Peter Rollins v. Raymond Mabus, Jr.
This text of 627 F. App'x 618 (Peter Rollins v. Raymond Mabus, Jr.) is published on Counsel Stack Legal Research, covering Court of Appeals for the Ninth Circuit primary law. Counsel Stack provides free access to over 12 million legal documents including statutes, case law, regulations, and constitutions.
Opinions
MEMORANDUM
Plaintiff-Appellant Peter Rollins (“Rollins”) appeals the district court’s grant of summary judgment in favor of DefendantAppellee Raymond Mabus, Secretary of the Navy (“the Navy”). We reverse.
1. In ruling on the Navy’s motion for summary judgment, the district court properly precluded consideration of any claim except for Rollins’s Title VU race discrimination claim. Rollins’s original complaint alleged Title VII discrimination and retaliation claims along with several tort claims. The Navy moved to dismiss all but Rollins’s race discrimination claim. Rather than oppose the motion to dismiss, Rollins filed a Statement of Non-Opposition. Rollins then stipulated to a dispositive order that dismissed with prejudice “all claims against all defendants except plaintiffs claim for discrimination under Title VII against Raymond E. Mabus, Secretary of the Navy, based on plaintiff being charged with AWOL and receiving a Decision on his Proposed Suspension.” By not opposing the motion to dismiss and agreeing to the dispositive order, Rollins abandoned all claims except for his Title VII discrimination claim. Carvalho v. Equifax Info. Servs., LLC, 629 F.3d 876, 888 (9th Cir.2010) (“A plaintiff who makes a claim ... in his complaint, but fails to raise the issue in response to a defendant’s motion to dismiss ..., has effectively abandoned his claim, and cannot raise it on appeal.”).

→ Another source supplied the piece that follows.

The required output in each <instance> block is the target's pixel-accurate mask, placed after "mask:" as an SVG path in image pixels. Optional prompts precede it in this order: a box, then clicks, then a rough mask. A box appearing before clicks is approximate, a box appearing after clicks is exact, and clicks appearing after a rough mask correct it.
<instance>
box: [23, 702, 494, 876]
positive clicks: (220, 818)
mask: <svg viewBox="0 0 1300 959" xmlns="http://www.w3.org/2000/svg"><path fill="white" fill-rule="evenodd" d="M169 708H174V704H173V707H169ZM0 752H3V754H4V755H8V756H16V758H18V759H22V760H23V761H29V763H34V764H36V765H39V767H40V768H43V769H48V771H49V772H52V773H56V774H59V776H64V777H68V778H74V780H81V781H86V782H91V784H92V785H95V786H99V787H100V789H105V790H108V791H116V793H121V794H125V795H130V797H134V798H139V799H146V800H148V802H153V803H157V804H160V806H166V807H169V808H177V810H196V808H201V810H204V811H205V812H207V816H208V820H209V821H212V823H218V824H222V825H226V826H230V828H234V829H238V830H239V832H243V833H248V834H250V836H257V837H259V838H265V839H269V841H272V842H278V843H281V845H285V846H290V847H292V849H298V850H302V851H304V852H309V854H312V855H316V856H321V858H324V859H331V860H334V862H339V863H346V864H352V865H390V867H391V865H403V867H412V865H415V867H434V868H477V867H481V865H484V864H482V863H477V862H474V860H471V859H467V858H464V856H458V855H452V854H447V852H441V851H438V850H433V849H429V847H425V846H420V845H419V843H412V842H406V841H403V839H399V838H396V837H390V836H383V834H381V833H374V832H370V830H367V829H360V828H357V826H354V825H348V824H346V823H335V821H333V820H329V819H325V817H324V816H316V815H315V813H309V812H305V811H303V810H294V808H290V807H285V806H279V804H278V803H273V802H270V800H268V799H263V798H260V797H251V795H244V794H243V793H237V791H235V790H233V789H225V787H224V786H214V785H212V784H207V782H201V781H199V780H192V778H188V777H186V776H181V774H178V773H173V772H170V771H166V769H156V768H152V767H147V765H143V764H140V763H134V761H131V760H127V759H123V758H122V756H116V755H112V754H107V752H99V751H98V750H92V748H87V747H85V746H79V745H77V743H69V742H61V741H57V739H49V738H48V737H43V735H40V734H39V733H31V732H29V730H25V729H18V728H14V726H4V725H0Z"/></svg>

2. The district court erred when it granted summary judgment in favor of the Navy on Rollins’s sole remaining claim. Rollins established a prima facie case of race discrimination under the McDonnell Douglas burden-shifting framework. McDonnell Douglas Corp. v. Green, 411 U.S. 792, 93 S.Ct 1817, 36 L.Ed.2d 668 (1973). Although the Navy articulated a legitimate non-discriminatory reason for charging Rollins with AWOL and proposing a fourteen-day suspension, Rollins’s opposition raised a triable issue of material fact that the Navy’s reason was pretextual. Viewing all facts in the light most favorable to Rollins, both Salvador Araujo and Robert Kremer were, similarly situated individuals who were treated more favorably than Rollins for similar misconduct. Comparator “employees need not be identical, but must be similar in material respects.” Earl v. Nielsen Media Research, Inc., 658 F.3d 1108, 1114 (9th Cir.2011); see also Vasquez v. Cnty. of Los Angeles, 349 F.3d 634, 641 (9th Cir.2003) (holding that “individuals are similarly situated when they have similar jobs and display similar conduct.”). Here, Rollins, Araujo, and Kremer were all federal civilian police officers who violated their employer’s leave policies, which Rollins argued served the same purpose of ensuring an adequate work[620]*620force. Although Araujo and Kremer both amassed a substantial record of excessive sick leave over several months, each received only a warning letter that was explicitly “not a disciplinary action.” By contrast, Rollins’s failure to obtain prior approval for one day of leave resulted in a charge of AWOL and notice of fourteen-day suspension. Whether Araujo and Kremer were “similarly situated” is a material “question of fact” that must be answered by a jury. Earl, 658 F.3d at 1116.
Further, the district court erroneously found that Rollins’s “insubordination” was an “additional basis for his suspension” and for “distinguishing him from Araujo and Kremer.” Rollins’s notice of proposed suspension did not mention “insubordination,” and the human resources employee who reviewed the notice stated in her deposition that insubordination was not a reason provided to Rollins for his suspension. Therefore, it was disputed whether Rollins was treated less favorably than Araujo and Kramer and whether insubordination justified the adverse employment actions at issue. Given these material factual disputes, the district court erred in granting summary judgment in favor of the Navy.
AFFIRMED in part, REVERSED in part, and REMANDED.
The parties shall bear their own costs on appeal.
This disposition is not appropriate for publication and is not precedent except as provided by 9th Cir. R. 36-3.